Single doses of Lu AG06466 were generally well-tolerated, with an AE profile similar to that seen in single-dose and multiple-dose studies in healthy volunteers [36]. There were no serious AEs and no patient discontinuations due to Lu AG06466–related AEs. The most commonly observed AEs were transient and included headache, somnolence, and fatigue. Since a single dose of 40 mg of Lu AG06466 was well-tolerated, it can be anticipated that maintenance treatment with Lu AG06466 will be even better tolerated when treatment is started with a lower dose – comparable to the general recommendation for cannabis-based medicines according to the principle “start low und go slow.”

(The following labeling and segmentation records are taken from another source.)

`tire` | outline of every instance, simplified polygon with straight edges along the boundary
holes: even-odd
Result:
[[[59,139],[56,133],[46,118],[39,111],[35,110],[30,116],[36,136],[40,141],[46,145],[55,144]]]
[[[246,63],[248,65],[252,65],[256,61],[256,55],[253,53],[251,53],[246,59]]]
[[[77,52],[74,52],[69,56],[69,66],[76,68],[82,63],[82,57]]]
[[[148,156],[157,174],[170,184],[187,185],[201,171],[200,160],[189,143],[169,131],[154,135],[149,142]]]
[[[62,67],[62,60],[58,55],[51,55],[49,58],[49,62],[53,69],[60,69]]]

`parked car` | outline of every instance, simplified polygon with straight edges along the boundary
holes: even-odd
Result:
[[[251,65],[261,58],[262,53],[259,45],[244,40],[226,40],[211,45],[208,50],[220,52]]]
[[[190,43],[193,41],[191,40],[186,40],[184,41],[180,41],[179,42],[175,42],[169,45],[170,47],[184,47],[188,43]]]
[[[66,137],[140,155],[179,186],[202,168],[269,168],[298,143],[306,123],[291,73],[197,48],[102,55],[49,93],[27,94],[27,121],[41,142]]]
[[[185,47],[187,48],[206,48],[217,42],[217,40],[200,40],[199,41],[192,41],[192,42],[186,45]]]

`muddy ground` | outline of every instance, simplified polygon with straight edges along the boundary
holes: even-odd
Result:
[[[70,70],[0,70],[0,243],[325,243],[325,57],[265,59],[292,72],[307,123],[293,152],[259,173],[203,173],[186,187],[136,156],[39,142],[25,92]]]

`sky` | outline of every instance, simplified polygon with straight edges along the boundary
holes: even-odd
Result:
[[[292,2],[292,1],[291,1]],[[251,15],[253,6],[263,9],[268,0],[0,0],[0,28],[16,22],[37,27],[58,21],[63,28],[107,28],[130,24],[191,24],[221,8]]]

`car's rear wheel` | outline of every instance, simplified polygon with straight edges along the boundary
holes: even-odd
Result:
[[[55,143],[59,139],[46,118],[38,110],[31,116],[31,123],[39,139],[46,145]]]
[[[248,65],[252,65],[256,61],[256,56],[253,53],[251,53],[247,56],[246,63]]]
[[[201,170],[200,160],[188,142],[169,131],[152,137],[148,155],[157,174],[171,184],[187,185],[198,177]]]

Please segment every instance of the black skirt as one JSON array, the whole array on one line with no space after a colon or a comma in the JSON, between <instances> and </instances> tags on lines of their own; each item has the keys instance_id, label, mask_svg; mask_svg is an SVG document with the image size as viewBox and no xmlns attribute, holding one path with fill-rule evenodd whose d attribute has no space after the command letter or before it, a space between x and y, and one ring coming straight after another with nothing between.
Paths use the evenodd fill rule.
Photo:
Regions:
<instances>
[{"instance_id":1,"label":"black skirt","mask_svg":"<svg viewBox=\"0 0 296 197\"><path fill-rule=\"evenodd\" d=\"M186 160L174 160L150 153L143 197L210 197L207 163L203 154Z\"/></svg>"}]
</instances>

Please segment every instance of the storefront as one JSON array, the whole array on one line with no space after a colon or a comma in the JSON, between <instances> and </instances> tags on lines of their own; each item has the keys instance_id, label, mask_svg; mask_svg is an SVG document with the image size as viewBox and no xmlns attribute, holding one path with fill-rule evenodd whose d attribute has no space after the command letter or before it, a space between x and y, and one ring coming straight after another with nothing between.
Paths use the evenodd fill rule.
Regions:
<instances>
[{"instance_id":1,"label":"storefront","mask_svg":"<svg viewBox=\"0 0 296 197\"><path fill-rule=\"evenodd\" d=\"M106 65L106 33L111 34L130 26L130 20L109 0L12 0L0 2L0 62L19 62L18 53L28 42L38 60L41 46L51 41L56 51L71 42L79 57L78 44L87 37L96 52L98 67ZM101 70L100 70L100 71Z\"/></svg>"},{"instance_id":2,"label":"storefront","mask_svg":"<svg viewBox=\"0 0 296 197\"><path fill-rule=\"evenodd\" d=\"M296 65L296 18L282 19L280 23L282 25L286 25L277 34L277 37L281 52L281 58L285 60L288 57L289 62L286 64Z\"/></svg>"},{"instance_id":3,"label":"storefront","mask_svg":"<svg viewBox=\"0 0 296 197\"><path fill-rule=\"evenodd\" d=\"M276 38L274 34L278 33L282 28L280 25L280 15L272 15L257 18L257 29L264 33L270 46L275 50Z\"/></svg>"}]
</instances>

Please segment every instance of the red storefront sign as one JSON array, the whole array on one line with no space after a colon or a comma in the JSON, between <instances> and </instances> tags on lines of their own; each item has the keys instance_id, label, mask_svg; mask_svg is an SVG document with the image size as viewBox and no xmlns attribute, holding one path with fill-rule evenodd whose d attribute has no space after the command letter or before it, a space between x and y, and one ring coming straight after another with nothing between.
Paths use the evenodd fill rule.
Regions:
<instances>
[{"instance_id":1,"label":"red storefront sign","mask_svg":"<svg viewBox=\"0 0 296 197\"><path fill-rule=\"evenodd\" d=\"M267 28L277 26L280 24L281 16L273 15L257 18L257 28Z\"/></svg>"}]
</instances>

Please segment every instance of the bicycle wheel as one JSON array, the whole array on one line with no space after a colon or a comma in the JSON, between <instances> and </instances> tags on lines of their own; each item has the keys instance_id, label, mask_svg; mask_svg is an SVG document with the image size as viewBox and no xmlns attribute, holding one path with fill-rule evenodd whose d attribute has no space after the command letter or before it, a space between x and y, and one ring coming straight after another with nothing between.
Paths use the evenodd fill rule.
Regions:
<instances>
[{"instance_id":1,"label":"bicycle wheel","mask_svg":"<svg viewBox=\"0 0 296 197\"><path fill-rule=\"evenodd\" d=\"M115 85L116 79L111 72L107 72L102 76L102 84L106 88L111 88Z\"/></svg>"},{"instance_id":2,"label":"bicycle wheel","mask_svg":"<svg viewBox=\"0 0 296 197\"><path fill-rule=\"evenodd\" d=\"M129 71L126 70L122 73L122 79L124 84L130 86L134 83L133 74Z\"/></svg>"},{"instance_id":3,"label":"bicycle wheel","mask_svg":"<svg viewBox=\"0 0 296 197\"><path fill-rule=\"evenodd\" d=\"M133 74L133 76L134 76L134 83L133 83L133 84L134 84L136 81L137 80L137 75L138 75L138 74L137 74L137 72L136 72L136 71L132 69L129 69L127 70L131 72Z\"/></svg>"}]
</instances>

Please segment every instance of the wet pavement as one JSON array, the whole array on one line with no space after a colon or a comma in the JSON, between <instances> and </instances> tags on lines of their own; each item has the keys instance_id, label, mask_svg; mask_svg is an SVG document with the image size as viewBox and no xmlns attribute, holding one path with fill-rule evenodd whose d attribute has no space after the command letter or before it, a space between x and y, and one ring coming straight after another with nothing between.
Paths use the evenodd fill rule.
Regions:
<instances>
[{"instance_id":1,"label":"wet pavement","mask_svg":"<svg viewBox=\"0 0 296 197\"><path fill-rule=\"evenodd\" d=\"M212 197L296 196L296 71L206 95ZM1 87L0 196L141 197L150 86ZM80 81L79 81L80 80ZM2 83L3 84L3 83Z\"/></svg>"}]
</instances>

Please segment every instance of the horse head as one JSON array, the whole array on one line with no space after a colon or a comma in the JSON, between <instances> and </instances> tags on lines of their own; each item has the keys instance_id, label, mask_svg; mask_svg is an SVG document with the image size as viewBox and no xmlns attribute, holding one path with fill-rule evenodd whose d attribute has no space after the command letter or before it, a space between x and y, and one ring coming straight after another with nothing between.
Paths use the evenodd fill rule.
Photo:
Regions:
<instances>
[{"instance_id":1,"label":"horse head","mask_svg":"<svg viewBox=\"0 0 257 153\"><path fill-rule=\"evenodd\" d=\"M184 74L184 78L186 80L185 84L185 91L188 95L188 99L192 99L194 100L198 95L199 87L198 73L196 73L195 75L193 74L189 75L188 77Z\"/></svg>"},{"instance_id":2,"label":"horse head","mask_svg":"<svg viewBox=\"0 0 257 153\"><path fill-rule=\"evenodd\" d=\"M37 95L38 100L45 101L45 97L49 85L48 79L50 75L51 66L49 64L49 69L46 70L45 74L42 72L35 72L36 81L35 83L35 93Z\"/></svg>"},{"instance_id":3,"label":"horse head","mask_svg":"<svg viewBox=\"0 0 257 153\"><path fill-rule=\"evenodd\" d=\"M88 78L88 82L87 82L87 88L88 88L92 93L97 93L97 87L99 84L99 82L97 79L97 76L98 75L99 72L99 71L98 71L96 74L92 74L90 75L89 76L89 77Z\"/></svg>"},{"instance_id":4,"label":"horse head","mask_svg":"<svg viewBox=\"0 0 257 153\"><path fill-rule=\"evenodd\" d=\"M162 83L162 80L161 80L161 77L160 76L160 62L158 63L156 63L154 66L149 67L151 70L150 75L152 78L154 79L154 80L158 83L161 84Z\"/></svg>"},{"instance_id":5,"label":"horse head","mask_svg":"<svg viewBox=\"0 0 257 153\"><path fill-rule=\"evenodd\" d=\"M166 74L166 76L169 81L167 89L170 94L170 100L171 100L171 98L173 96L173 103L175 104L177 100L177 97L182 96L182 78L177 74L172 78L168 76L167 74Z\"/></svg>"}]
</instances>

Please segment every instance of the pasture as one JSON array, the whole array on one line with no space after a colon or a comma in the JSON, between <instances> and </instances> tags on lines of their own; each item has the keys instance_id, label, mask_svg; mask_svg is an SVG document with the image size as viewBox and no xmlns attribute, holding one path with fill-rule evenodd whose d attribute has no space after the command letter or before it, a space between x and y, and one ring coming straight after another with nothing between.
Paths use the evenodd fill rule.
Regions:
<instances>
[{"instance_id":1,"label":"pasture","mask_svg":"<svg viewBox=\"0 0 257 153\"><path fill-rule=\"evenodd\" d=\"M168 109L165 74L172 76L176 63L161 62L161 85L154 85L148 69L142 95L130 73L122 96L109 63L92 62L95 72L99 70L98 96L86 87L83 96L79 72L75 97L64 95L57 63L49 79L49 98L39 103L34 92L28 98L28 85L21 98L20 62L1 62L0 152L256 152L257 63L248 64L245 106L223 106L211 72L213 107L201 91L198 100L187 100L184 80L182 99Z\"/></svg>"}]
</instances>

This exploratory study has several limitations, most notably the single-dose design which is likely to have limited our ability to detect any impact on comorbid psychiatric symptoms including ADHD, OCD, depression, and anxiety. In addition, patients were hospitalized in an unfamiliar environment in the clinical trial unit for two nights, which might have an impact on overall well-being and may, therefore, have influenced tics and psychiatric symptoms. On the other hand, it is remarkable that we were able to demonstrate significant improvement of tics against this background since stress is regarded as the main environmental factor that worsens tics. While patients were generally representative of the adult TS target population, relatively few patients in this study suffered from typical comorbidities, and a large proportion had used cannabis or cannabis-based agents previously for their TS symptoms. Although cannabis-based medication had to be stopped only≥4 days prior to study entry, we do not believe that results were influenced by cannabis withdrawal syndrome, since in the context of medicinal use, even abrupt withdrawal from long-term treatment causes only mild and transient disturbances in a minority of patients but no withdrawal syndrome [37]. Furthermore, the number of patients included was small (including only four females) and insufficient to look for potential age and sex differences suggested by other studies [38] [39] [40]. The per-protocol population (patients with complete data and no major protocol violations) was chosen as the most scientifically valid sample for evaluating the proof-of-concept hypotheses.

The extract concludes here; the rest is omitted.